Despite the use of surrealism, the film as a whole remains thoroughly grounded in reality. Much of the realism is due to specific decisions made by the director, some of which sound questionable at best in retrospect.

In addition to filming on location in Belarus, in chronological order, and with dialogue spoken in authentic Belarusian, Russian, and German, live ammunition was used in several scenes instead of blanks, sometimes missing the actors by mere inches. Many of the uniforms seen in the film are not costumes, but genuine originals from the war itself. Most impressively, no professional trained actors were used, making the compelling performances and Klimov’s directing of them all the more praiseworthy.

By keeping the action restricted to Florya’s point of view, Klimov gives us a child soldier’s eye view of the destruction, with no flashbacks or outside cutaways to offer relief. And even though elements such as subjective sound and non-diegetic music are utilized, the uncompromising you-are-there feel of the film is never abandoned.


5. Historical Importance


If nothing else, “Come and See” offers a sobering history lesson, illuminating one of the lesser known episodes of World War II: the Nazi occupation of Belarus.

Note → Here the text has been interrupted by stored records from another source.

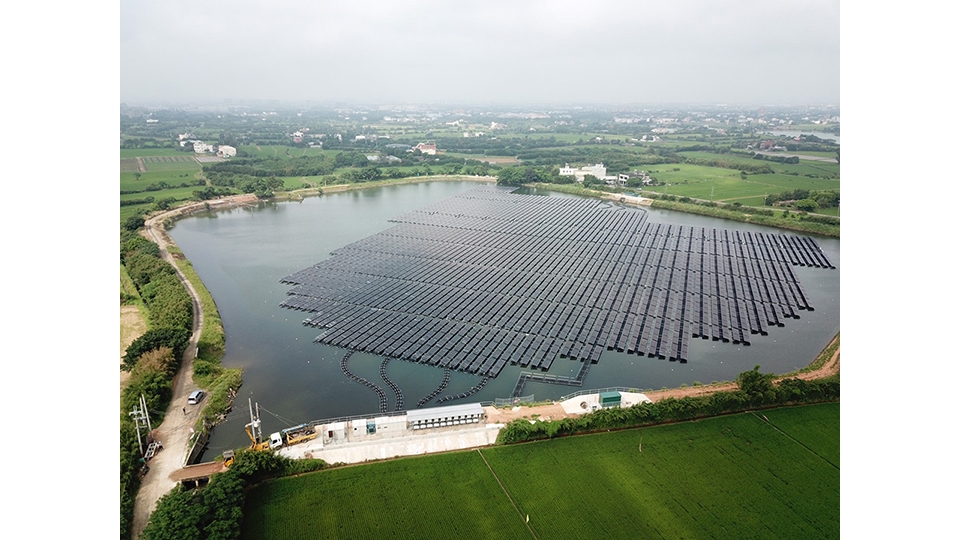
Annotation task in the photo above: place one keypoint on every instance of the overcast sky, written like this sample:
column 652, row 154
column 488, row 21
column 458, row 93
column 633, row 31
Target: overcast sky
column 484, row 52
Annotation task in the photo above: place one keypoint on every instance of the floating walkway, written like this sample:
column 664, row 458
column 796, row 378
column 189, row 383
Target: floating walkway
column 488, row 278
column 435, row 393
column 380, row 394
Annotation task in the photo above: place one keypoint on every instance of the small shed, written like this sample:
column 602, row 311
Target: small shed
column 609, row 399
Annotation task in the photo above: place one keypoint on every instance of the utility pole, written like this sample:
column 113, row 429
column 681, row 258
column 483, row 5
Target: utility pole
column 139, row 414
column 255, row 422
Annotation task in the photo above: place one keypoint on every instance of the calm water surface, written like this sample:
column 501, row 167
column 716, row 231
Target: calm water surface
column 242, row 253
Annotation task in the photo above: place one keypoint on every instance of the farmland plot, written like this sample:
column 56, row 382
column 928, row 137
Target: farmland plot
column 442, row 496
column 738, row 476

While most films about the Nazi treatment of civilians understandably focus on what they did to the Jews – the minority that was indisputably singled out to receive the worst of the Nazi’s policies, culminating in the genocidal slaughter that was the Holocaust – there were many other religious, ethnic, and regional groups that were also selected for extermination.

In a 1986 interview, Klimov stated that the film was intended to be anti-war and anti-fascist, but not anti-German. That said, the movie’s narrow focus on the plainly despicable actions undertaken by the Nazis in the BSSR leaves little room for debate that, though the film aims to illustrate the horrors of war in general and fascism in particular, its main target is quite specific. The original title was “Kill Hitler,” and its change was thankfully the only one Klimov had to make from his vision.

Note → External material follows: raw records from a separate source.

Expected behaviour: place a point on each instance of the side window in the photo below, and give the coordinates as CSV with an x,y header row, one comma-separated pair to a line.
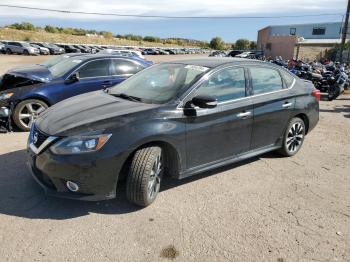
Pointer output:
x,y
265,80
122,67
287,78
95,69
225,85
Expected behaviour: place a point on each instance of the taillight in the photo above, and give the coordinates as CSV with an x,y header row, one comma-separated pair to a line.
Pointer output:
x,y
317,94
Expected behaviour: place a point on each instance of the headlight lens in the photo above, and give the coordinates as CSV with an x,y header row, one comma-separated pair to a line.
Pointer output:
x,y
79,145
5,96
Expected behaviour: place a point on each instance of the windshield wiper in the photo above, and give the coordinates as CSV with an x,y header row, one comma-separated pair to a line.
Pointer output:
x,y
125,96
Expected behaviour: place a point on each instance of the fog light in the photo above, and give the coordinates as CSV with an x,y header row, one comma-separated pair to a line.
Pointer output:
x,y
72,186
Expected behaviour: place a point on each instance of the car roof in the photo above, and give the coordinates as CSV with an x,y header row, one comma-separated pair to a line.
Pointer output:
x,y
212,62
97,56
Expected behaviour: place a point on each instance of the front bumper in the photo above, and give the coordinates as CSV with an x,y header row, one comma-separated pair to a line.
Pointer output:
x,y
97,178
4,112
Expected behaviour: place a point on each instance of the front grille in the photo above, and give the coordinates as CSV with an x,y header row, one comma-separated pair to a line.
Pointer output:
x,y
38,137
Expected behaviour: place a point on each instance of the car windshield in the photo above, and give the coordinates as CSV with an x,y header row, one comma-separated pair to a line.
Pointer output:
x,y
53,61
63,67
159,83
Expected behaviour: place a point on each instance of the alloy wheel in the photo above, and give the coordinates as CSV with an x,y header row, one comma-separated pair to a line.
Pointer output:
x,y
295,137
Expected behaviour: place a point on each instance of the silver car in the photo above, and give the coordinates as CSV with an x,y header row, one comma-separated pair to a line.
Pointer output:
x,y
21,48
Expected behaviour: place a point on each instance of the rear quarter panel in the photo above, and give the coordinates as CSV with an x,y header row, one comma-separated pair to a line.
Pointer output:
x,y
305,103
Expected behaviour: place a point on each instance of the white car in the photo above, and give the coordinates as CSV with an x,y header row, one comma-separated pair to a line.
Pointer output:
x,y
123,52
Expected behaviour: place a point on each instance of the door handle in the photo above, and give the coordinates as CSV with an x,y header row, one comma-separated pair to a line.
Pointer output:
x,y
107,83
286,105
244,114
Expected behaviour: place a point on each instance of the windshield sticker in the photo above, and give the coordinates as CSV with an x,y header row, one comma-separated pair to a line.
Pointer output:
x,y
198,68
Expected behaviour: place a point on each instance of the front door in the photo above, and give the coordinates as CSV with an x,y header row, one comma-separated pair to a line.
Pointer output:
x,y
94,75
224,131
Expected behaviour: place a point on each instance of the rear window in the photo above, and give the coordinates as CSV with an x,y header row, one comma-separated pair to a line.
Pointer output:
x,y
265,80
288,79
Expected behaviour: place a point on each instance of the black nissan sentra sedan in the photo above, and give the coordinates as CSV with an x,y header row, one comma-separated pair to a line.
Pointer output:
x,y
173,119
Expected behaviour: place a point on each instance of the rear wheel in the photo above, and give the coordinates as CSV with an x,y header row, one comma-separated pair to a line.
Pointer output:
x,y
145,173
293,138
27,111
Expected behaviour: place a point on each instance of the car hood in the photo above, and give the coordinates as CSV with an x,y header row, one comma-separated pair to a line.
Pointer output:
x,y
34,72
89,112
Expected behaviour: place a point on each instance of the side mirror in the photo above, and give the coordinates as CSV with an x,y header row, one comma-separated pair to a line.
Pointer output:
x,y
73,78
203,101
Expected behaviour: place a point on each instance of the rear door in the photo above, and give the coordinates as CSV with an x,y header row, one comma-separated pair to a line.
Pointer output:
x,y
273,101
93,75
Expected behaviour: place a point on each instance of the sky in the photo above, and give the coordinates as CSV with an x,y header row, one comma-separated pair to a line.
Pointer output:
x,y
201,29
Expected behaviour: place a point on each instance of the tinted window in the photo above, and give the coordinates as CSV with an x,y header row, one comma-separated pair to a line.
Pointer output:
x,y
160,83
122,67
265,80
225,85
287,78
94,69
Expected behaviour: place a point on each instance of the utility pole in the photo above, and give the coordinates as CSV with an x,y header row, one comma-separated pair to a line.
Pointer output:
x,y
345,31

From the opening scene, the film announces without ambiguity the nature and identity of the enemy. As the boys dig for weapons, they spot a German plane. The unmistakable voice of Adolf Hitler then fills the soundtrack, transitioning into the infamous first verse of the Deutschlandlied (the national anthem of the Third Reich) as the opening credits begin.

Later, Florya’s displaced fellow villagers, perhaps seeking a tangible object on which they can unload their collective outrage, construct a grotesque effigy of the Nazi leader. And of course, there’s the use of Nazi footage in the brilliant climax of the film (to be discussed later).

Unlike in some other war movies, the enemy is far from faceless here – the notorious massacre scene at the end of the film features plenty of German dialogue and swastikas galore. By being explicit about who the film is about, Klimov is better able to make his point about war in general (as any true artist knows, tragedy is almost always more moving when it focuses on the small to make a point about the large, rather than trying to be too thorough and comprehensive).

And just to make sure there’s no doubt about why this particular army of murderous soldiers commits the actions it does in the film (as if it could hypothetically be some hideous anomaly), the Obersturmführer bluntly evokes Nazi ideology (even after being captured, no less), confidently stating that the Byelorussian partisans are members of an inferior race that has no right to exist. This important bit of dialogue proves that his and his men’s actions directly stem from official orders.

Some may wonder if it’s really necessary to continue making films showing just how bad the Nazis were, while others may take offense at the very question. A more intriguing thought would be whether or not the film would still be great if it weren’t based on true events, though reality may render this a moot point.

Of course, it would still indeed be exceptional, but probably not as disquieting, most likely. That it’s unabashedly political and anti-Nazi is of course not controversial, as the text and images at the end of the film give us a stark reminder of why films like this need to be made.